Build a spatial model linking the car prices and the tax/delivery cost.
cars.fit2 <- lagsarlm(cars$price_1960 ~ cars$tax_charge,
data = cars,
cars.listw)
coef(cars.fit2)
## rho (Intercept) cars$tax_charge
## 0.7671330 332.1737801 0.1800127
summary(cars.fit2)
##
## Call:lagsarlm(formula = cars$price_1960 ~ cars$tax_charge, data = cars,
## listw = cars.listw)
##
## Residuals:
## Min 1Q Median 3Q Max
## -78.1308 -18.2568 4.3749 20.2427 74.1526
##
## Type: lag
## Coefficients: (asymptotic standard errors)
## Estimate Std. Error z value Pr(>|z|)
## (Intercept) 332.17378 128.35233 2.5880 0.009654
## cars$tax_charge 0.18001 0.10523 1.7106 0.087158
##
## Rho: 0.76713, LR test value: 40.465, p-value: 2.0016e-10
## Asymptotic standard error: 0.085211
## z-value: 9.0028, p-value: < 2.22e-16
## Wald statistic: 81.05, p-value: < 2.22e-16
##
## Log likelihood: -240.9333 for lag model
## ML residual variance (sigma squared): 1096, (sigma: 33.106)

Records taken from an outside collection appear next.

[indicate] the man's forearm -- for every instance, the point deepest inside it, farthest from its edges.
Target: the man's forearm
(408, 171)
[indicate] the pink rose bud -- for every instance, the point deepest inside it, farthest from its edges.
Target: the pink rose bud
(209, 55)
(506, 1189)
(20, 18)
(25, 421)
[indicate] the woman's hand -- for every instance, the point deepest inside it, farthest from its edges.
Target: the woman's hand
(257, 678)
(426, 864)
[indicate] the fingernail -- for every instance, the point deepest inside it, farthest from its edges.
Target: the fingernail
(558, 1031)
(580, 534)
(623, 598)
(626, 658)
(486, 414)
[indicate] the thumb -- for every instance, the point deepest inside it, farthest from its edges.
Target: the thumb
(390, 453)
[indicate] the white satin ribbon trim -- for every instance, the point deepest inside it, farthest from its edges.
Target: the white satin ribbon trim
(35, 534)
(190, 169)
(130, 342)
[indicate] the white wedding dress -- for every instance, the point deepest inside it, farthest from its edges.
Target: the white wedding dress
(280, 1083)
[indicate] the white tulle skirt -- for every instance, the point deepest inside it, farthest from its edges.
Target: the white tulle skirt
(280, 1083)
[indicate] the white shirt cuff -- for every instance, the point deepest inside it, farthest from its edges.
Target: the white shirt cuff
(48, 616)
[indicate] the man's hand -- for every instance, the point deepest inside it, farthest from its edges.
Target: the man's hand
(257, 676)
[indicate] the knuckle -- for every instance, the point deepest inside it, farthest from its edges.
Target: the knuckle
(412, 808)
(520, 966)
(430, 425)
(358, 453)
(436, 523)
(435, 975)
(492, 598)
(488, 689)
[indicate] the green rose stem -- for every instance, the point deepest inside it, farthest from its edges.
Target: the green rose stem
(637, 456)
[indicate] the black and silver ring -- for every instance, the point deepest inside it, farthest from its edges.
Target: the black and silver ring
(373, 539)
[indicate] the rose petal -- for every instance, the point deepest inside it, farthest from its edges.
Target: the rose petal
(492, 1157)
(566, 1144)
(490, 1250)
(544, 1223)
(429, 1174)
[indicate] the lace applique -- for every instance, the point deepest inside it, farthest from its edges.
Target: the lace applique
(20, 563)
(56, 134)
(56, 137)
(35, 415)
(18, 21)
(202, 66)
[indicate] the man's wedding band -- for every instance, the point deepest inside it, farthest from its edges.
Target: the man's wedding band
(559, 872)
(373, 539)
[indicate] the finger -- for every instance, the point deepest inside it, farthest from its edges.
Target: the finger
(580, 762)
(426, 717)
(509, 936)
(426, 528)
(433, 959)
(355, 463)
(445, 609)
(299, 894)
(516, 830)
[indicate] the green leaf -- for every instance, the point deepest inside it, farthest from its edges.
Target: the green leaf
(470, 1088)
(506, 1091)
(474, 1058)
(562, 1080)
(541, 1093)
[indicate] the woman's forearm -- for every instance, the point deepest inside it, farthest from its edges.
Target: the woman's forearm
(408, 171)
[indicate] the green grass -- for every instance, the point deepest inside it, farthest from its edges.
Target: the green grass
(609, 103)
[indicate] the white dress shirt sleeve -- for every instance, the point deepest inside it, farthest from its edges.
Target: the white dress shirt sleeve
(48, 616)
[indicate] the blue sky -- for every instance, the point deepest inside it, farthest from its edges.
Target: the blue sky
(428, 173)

## Number of observations: 48
## Number of parameters estimated: 4
## AIC: 489.87, (AIC for lm: 528.33)
## LM test for residual autocorrelation
## test value: 2.3988, p-value: 0.12143
Test for remaining autocorrelation in the residuals of the model using the moran.test() or moran.mc() function.
moran.mc(residuals(cars.fit2),
listw = cars.listw,
nsim = 999)
##
## Monte-Carlo simulation of Moran I
##
## data: residuals(cars.fit2)
## weights: cars.listw
## number of simulations + 1: 1000
##
## statistic = -0.081869, observed rank = 286, p-value = 0.714
## alternative hypothesis: greater
The spatial lag model adequately accounts for autocorrelation with of the p-value of 0.703. The coefficient relating tax and delivery to car price is not significant. This could possibly be due to people going out of state to purchase their cars due to limited availability within their own state.